1

I am writing some CUDA code to run on the device. The code will use two lookup tables of constant values. The first of these is an array of 256 unsigned ints and I declare it as :

__constant__ 
uint16_t edgeTable[256]={
   0x000,
   0x019,
   ... etc.
};

And this seems to compile fine.

The second is a fixed size array of dim3 and I tried this:

__constant__
dim3 offsets[8] = {
    {0, 0, 0}, {0, 0, 1}, {0, 1, 0},
    ... etc 
};

Which the compiler objects to. with the error message:

error: dynamic initialization is not supported for __device__, __constant__ and __shared__ variables.

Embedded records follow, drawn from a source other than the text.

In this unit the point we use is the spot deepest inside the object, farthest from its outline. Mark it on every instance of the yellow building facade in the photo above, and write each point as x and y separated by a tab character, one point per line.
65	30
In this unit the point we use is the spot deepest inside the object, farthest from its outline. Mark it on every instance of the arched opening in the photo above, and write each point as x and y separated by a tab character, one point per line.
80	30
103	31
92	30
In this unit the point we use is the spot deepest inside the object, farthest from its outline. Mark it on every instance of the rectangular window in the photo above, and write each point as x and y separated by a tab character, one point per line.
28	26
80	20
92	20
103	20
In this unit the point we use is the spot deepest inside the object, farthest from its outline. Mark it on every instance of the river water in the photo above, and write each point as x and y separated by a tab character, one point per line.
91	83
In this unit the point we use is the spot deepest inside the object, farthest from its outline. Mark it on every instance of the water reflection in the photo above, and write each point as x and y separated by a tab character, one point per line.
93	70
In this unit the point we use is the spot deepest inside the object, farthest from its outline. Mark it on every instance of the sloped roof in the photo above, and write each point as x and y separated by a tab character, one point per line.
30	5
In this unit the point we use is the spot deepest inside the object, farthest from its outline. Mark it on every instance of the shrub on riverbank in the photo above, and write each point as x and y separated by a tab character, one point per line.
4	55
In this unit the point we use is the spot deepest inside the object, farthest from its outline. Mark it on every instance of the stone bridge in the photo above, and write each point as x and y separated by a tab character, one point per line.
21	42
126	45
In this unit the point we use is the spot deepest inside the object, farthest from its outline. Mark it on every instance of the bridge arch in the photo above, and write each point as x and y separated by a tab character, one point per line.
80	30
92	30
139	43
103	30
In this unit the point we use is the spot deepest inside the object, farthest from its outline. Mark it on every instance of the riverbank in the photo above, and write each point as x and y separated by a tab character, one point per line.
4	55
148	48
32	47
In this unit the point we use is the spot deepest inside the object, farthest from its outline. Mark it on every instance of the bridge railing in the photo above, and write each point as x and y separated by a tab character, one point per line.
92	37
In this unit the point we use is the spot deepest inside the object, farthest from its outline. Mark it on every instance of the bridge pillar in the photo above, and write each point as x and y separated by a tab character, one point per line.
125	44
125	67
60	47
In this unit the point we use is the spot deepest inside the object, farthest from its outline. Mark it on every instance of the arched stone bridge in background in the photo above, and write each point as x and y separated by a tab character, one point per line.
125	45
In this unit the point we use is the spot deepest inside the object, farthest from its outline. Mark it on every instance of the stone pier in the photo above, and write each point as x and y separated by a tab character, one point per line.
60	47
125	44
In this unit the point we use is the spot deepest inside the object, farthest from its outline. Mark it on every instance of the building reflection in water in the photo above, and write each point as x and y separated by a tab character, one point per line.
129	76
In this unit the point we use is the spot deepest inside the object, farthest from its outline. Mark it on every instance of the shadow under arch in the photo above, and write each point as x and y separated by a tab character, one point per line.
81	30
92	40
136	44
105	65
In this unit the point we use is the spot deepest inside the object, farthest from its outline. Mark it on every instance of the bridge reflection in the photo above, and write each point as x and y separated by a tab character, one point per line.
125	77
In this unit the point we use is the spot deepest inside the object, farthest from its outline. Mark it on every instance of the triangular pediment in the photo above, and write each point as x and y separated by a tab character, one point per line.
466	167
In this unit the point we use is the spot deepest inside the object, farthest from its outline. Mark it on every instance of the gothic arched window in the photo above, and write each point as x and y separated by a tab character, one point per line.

Perhaps I misunderstand dynamic initialisation but it seems to me that this is static initialisation, the compiler can work out the sizes of everything and all values are provided.

What am I missing here ?

How can I achieve what I'm trying to do ?

Thanks

I'm using CUDA7.5 toolkit on Ubuntu 14.04 with gcc 4.8.4

Dave Durbin
  • 3,562
  • 23
  • 33
  • 2
    Possibly silly question -- did you pass the flag to enable C++11? –  Jul 10 '16 at 16:15
  • 1
    Parameterized constructor initialisation (dim3 is a class) isn't supported in C++ before C++11 – talonmies Jul 10 '16 at 16:35
  • Maybe the answer to your question is that this is actually a form of dynamic initialization (see comments above) and dynamic initialization is not supported for these variable types, just as the compiler has indicated, regardless of c++11 compiler switches. As a possible workaround, you could create an array of `int` (static initialization of `__constant__ int`) and then cast it to an array of `dim3` in your kernel code, perhaps like [this](http://pastebin.com/FrMZxL8T). I think you probably could already figure out such a workaround yourself, so, I'm not suggesting this is an answer. – Robert Crovella Jul 10 '16 at 20:15
  • DOH! Thanks. I did pass -std=c++11 however completely failed to think about the fact that a struct is a class and would therefore of course be dynamically initialised. I think @Robert Crovella your answer is the only thing I can do.. – Dave Durbin Jul 11 '16 at 07:17

1 Answers1

4

The important feature of this problem is that is CUDA uses a C++ compilation model, and dim3 is treated as a class. So while:

dim3 foo = {1,1,1};

is legal in C++11, because of parameterised constructor initialisation support, this:

__constant__ dim3 foo = {1,1,1};

isn't, because that implies dynamic initialisation of a constant memory object, and the CUDA execution model doesn't permit that.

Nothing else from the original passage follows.